While prices for manufactured homes are well below site-built home prices, some manufactured home owners say they’ve seen more increases in their lot rent after the sale of their mobile home park to an out-of-state company.
Merrill Klocke, 89, and his wife Pat enjoy living in Albuquerque Meadows, a 55-plus manufactured home community in the northeast quadrant of the city. The neighbors are nice, he said, but the rent is too high.
“If it keeps going up, we might have to move,” Klocke said.
Their lot rent has risen from $990 to $1,030 to $1,080 in the year and a half they’ve resided there.
Two neighbors across the street moved out after rent increases, he said. Another resident saw their rent go from $586 a month in 2021 to $730 in 2023 with annual increases of roughly 6% to 9% after the property was sold to Florida-based Legacy Communities.
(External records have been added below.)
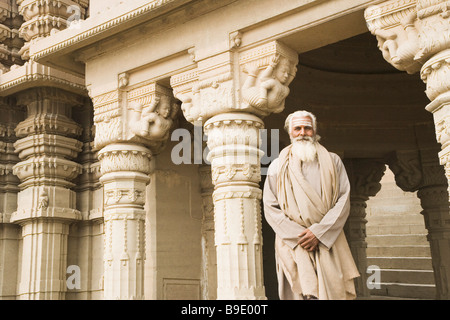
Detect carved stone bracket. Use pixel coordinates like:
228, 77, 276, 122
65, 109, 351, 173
365, 0, 450, 74
171, 40, 298, 125
93, 82, 179, 155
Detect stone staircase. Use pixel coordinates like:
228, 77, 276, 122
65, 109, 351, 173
365, 169, 436, 300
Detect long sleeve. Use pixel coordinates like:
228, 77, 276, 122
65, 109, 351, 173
308, 153, 351, 249
263, 159, 306, 249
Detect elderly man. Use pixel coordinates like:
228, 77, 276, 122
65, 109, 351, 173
263, 110, 360, 300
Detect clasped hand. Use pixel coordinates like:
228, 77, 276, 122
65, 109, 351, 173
298, 229, 319, 252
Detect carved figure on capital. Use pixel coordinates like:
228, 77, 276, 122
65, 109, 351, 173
239, 42, 298, 116
387, 150, 423, 192
366, 4, 422, 74
241, 54, 295, 114
128, 95, 179, 143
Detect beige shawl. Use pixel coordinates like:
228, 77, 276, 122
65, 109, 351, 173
276, 143, 359, 300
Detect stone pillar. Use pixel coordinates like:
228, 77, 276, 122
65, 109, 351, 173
0, 97, 24, 299
16, 0, 88, 60
204, 113, 265, 300
417, 184, 450, 299
198, 165, 216, 300
171, 40, 298, 299
98, 143, 151, 300
68, 100, 103, 300
387, 149, 449, 299
10, 87, 84, 299
344, 159, 386, 298
92, 81, 178, 299
0, 0, 24, 72
365, 0, 450, 300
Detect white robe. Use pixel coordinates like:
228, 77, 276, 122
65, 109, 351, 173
263, 146, 359, 299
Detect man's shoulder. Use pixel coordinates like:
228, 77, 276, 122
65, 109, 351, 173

Company president Andrew Fells said in a statement that Legacy is committed to providing affordable and quality communities. The business model is reliant on keeping existing residents in place, and in 2025 the average rent increase was 4.75%, Fells said.
“Since acquiring Albuquerque Meadows in 2021, Legacy has invested almost $2 million in new homes and renovating existing homes,” Fells said. “In the last two years, we invested approximately $215,000 in capital improvements, including electrical infrastructure, roadwork and security, and an additional $50,000 is planned for 2026.”
Rob Winning has lived in the park for three years and has also seen lot rent increases. He’s supportive of efforts at the state Legislature to create a right of first refusal.
“In a park this size, there's a lot of really old people, and I don't know if you could muster enough support, but properties like this should have the right to go (resident-owned community), if they wanted to,” Winning said.